4 The anemometer manufacturer states that wind speed accuracy is 1% and directional accuracy is 3° (www.youngusa.com/Brochures/05103%280106%29.pdf).
5 There is no accepted definition for the outer boundary of a tornado, so it is difficult to specify when the TIV and its anemometer were “inside” versus “outside” the tornado. Visual observers frequently define the outer boundary of a tornado as either the edge of the debris cloud or condensation funnel, but these definitions are problematic since they depend on ground conditions, atmospheric visibility, proximity to the tornado, lighting, and the humidity of the air flowing into the tornado, not just the kinematic structure. DOW measurements, when collected from close enough ranges to resolve the tornadic flow, result in a well-defined and kinematically based metric, defining the inside of a tornado as the region enclosing the maximum difference in velocity. But these measurements are only available rarely, perhaps in 1% of tornadoes. Damaging winds, lofted debris, and condensation can occur well outside the region enclosed by maximum velocity. Conversely, in rapidly propagating and/or weaker tornadoes, little or no damage may occur on the weak (left relative to Vp) side of the path of the center of the tornado where Vt generally opposes Vp, resulting in less intense Vg.

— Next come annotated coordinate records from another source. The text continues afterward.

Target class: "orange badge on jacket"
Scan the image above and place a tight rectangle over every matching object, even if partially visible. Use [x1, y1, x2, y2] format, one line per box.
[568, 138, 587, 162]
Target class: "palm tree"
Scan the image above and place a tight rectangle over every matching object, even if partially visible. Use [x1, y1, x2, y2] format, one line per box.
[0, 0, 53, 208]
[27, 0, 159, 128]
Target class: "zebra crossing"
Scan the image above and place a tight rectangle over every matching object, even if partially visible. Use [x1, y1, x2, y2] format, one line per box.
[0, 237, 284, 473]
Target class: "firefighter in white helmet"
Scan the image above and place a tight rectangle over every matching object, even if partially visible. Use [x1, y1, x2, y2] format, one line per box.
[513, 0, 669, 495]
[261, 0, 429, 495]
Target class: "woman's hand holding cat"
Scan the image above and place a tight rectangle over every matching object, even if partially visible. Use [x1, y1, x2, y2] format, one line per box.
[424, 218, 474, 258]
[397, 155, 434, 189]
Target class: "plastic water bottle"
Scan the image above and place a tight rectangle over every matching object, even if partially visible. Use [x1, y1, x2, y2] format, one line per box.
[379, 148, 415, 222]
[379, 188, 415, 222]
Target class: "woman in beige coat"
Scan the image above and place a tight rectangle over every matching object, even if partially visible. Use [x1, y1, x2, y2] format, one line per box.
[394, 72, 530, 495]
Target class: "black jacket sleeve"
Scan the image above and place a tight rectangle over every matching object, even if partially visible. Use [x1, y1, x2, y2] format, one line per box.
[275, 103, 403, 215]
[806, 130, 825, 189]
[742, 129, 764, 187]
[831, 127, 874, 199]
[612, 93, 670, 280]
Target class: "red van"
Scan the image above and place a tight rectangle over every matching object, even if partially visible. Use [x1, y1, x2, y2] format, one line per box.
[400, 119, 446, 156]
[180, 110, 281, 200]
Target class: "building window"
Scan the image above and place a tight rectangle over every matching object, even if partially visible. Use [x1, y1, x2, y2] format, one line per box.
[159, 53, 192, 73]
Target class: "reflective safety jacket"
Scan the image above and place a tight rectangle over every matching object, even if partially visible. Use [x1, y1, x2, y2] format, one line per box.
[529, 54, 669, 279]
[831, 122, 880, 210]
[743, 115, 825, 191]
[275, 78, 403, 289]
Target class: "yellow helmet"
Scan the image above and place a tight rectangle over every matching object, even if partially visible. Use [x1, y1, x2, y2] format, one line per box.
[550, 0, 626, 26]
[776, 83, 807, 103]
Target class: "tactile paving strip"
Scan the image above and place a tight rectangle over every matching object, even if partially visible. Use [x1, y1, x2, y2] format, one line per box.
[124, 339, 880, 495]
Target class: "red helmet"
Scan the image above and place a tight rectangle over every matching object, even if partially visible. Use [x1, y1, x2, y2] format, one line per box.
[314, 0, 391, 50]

6 The Burgers–Rott model provides a solution to the axisymmetric angular momentum equation by assuming the inward radial advection of angular momentum is balanced by the outward radial diffusion of angular momentum by viscosity, Vt = G[1 − exp −aR2/2n)]/(2pR), Vr = −aR for R < 65 m, a = 0.45 s−1, G = 38,000 m2 s−1, and n = 1,800 m2 s−1, where a is a constant, G is circulation, and n is viscosity. To reproduce decreasing winds outside RMV, Vr = −0.64Vt for R > 65 m (constant pitch spiraling wind). This profile approximately matched observed Vg, and V, Vt, and Vr at the TIV (Fig. 6), although there are deviations due to both asymmetries in the tornado structure and the dynamical difference in the flow regime at 3.5 m AGL compared to that assumed in the model. No claim is made that the balance assumed in the Burgers–Rott model is suggested by the 3.5-m anemometer data.

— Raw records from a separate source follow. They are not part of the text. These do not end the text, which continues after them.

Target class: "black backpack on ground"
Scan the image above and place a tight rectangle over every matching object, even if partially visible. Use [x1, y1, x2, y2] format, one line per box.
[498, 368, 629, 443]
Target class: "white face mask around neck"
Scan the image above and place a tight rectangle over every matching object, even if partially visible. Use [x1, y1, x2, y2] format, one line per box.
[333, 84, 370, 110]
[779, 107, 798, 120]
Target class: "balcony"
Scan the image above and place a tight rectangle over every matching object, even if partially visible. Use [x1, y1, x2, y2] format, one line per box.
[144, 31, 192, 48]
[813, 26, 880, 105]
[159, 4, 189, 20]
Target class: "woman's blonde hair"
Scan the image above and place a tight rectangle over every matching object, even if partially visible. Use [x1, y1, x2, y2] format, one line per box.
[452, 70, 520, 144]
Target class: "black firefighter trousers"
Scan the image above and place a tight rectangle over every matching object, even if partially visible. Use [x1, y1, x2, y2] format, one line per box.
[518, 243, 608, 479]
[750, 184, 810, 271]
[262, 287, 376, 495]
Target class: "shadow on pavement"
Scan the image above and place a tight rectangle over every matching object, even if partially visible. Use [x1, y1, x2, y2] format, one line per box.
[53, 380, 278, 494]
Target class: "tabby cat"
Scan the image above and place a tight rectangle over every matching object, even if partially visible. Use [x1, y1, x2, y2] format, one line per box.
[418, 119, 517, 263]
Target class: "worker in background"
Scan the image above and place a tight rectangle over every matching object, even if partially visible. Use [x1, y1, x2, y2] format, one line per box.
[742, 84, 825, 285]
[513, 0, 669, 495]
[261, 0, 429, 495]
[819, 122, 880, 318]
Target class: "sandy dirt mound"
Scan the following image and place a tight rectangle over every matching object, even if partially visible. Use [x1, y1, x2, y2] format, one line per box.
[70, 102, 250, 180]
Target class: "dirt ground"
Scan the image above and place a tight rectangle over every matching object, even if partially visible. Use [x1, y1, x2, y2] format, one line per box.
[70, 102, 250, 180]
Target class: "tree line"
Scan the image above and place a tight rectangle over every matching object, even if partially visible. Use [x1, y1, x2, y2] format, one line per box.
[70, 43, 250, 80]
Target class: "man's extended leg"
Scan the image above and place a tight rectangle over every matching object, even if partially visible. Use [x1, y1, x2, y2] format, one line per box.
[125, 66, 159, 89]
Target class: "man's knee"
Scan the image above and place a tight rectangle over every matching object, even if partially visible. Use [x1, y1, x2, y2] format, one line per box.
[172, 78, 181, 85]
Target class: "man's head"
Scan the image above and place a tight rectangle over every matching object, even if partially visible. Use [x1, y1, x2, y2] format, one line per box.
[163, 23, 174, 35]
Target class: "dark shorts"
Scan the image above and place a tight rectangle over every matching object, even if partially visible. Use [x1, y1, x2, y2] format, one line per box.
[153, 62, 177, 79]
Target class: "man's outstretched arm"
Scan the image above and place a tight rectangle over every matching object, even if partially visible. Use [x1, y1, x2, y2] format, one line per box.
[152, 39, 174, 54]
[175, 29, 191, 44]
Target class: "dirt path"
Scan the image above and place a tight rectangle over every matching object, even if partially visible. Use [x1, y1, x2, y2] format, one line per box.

7 The Barnes analysis was extrapolated below the lowest radar observation level, and a boundary condition of W = 0 at the ground was imposed. With no evidence that the 3.5-m AGL TIV observations were representative well above the surface, and the likelihood that the observed inflow was shallow, these observations were not interpolated upward. Different boundary conditions could affect the GBVTD-retrieved W.